“Saint Jude’s Medallion”: The Story Behind the Story

The earliest version of “Saint Jude’s Medallion” came from an assignment for a class I took as an undergrad,Image of Saint Jude Medallion Latinos and the Politics of Religion. We were supposed to interview an older Latino/a (the term Latinx had not yet been invented or at least had not achieved currency in the Pomona Valley of the late 80s) about some aspect of folk theology. The rest of the class were Latinx themselves and had only to call up abuelita and record a conversation with her to complete the assignment. I should have made arrangements to find someone to speak with, but I procrastinated and had to come up with something quick with no resources. So I created a work of fiction purporting to be truth (a friend majoring in political science told me later that what I considered to be a relatively venal sin was, in fact, a grave ethical violation. These sorts of issues were not usually matters of concern in the English department).

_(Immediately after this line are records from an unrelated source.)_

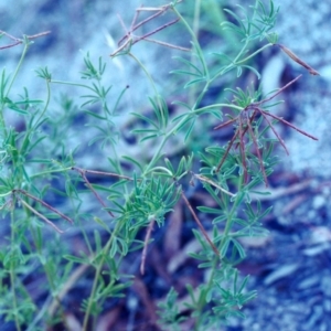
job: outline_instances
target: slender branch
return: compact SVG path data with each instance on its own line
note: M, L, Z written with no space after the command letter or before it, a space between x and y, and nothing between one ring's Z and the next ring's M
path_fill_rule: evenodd
M259 111L260 111L260 109L259 109ZM284 140L280 138L280 136L278 135L278 132L275 130L275 128L274 128L273 124L269 121L268 117L265 115L264 111L260 111L260 114L264 117L264 119L268 122L269 127L271 128L273 132L277 137L278 141L284 147L286 153L289 156L288 149L287 149L286 145L284 143Z
M95 195L95 197L98 200L98 202L102 204L102 206L104 209L107 209L107 205L104 203L103 199L100 197L100 195L97 193L97 191L92 186L92 184L89 183L87 177L86 177L86 170L84 169L79 169L79 168L76 168L76 167L72 167L73 170L76 170L83 178L85 184L87 185L87 188L93 192L93 194ZM110 211L107 211L106 212L111 216L111 217L115 217L115 215L110 212Z
M201 174L196 174L191 172L195 178L197 178L200 181L205 182L211 184L212 186L215 186L216 189L221 190L223 193L231 195L231 196L235 196L236 194L231 193L228 191L226 191L225 189L221 188L218 184L216 184L215 182L213 182L211 179L209 179L207 177L201 175Z
M62 218L66 220L66 221L70 222L71 224L74 223L74 221L73 221L72 218L70 218L68 216L62 214L60 211L57 211L56 209L54 209L53 206L51 206L51 205L47 204L46 202L44 202L44 201L42 201L41 199L39 199L39 197L36 197L36 196L34 196L34 195L28 193L26 191L24 191L24 190L12 190L12 192L13 192L13 193L14 193L14 192L20 192L20 193L22 193L23 195L29 196L29 197L31 197L32 200L34 200L34 201L41 203L41 204L44 205L46 209L49 209L49 210L51 210L52 212L54 212L55 214L60 215Z
M46 34L50 34L50 33L51 33L51 31L45 31L45 32L33 34L33 35L25 35L25 38L29 39L29 40L33 40L33 39L36 39L36 38L40 38L40 36L44 36ZM19 44L22 44L24 42L23 39L14 38L13 35L11 35L11 34L2 31L2 30L0 30L0 34L4 34L9 39L15 41L13 44L1 46L0 50L10 49L10 47L17 46Z
M309 138L311 138L311 139L313 139L313 140L319 140L318 138L316 138L316 137L309 135L308 132L300 130L299 128L297 128L296 126L293 126L293 125L290 124L289 121L282 119L281 117L278 117L278 116L276 116L276 115L274 115L274 114L271 114L271 113L265 111L265 110L263 110L263 109L260 109L260 111L264 113L264 114L267 115L267 116L270 116L270 117L273 117L273 118L275 118L275 119L280 120L281 122L286 124L287 126L289 126L289 127L291 127L292 129L297 130L298 132L302 134L303 136L307 136L307 137L309 137Z
M233 143L234 143L234 141L235 141L235 139L237 138L238 135L239 135L239 130L237 129L235 135L232 137L232 139L229 140L229 142L227 145L226 151L224 152L223 158L222 158L222 160L220 161L220 163L216 168L216 172L218 172L221 170L221 168L222 168L222 166L223 166L223 163L224 163L224 161L225 161L225 159L226 159L226 157L229 152L229 149L233 146Z
M140 274L141 275L145 274L145 263L146 263L146 257L147 257L148 242L150 239L151 232L153 231L154 223L156 223L156 218L152 218L152 221L149 223L148 228L147 228L147 233L146 233L146 237L145 237L145 242L143 242L143 249L141 253L141 264L140 264Z
M45 221L49 225L51 225L56 232L58 233L64 233L64 231L60 229L52 221L50 221L47 217L39 213L35 209L33 209L30 204L28 204L23 199L18 196L19 201L28 209L30 210L33 214Z
M185 202L188 209L190 210L190 212L191 212L191 214L192 214L192 216L193 216L195 223L197 224L200 231L202 232L203 236L204 236L205 239L209 242L209 244L211 245L211 247L212 247L212 249L215 252L215 254L216 254L217 256L220 256L218 249L217 249L216 246L213 244L213 242L210 239L210 237L209 237L206 231L204 229L202 223L200 222L199 217L196 216L196 214L195 214L193 207L191 206L191 204L190 204L188 197L185 196L185 194L184 194L184 192L183 192L182 190L181 190L181 196L182 196L182 199L184 200L184 202Z
M259 161L259 167L261 169L261 172L263 172L263 175L264 175L264 180L265 180L265 183L266 183L266 188L267 188L268 186L268 180L267 180L267 174L266 174L264 161L261 159L261 156L260 156L260 152L259 152L259 148L258 148L258 145L257 145L257 141L256 141L256 137L254 135L254 131L253 131L253 128L252 128L252 125L250 125L249 120L247 121L247 127L248 127L248 131L250 134L253 143L254 143L255 149L256 149L257 158L258 158L258 161Z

The original version of the story ended with the conversion of the narrator’s boyfriend, but when I revisited this story on my return to writing, I found that conclusion to be saccharine and unsatisfying. I came up with the conclusion that I did when in the course of researching contemporaneous terminology for the rail line that the narrator used to travel to the South Side neighborhood of Chicago I read about the train crash that takes place near the end of the story which seemed purpose-made for my needs.

An early version of this story was workshopped in the writing group I was in with Georgene Smith Goodin, and was rejected many many times before I brought into a writing class I took with Lee Strickland at StoryStudio Chicago where it was met with violent disapprobation by my classmates. I took Lee’s comment about the narrator’s English being too good to heart and I rewrote all of her dialogue in Spanish, did a literal translation of the Spanish into English and then cleaned up the resulting broken English to make it read better. I put it back into submissions and got still more rejections, all of them form rejections. My first hint that it wasn’t something I should trunk was a personalized rejection from Barcelona Review praising the writing. A couple weeks later, Switchback responded offering publication.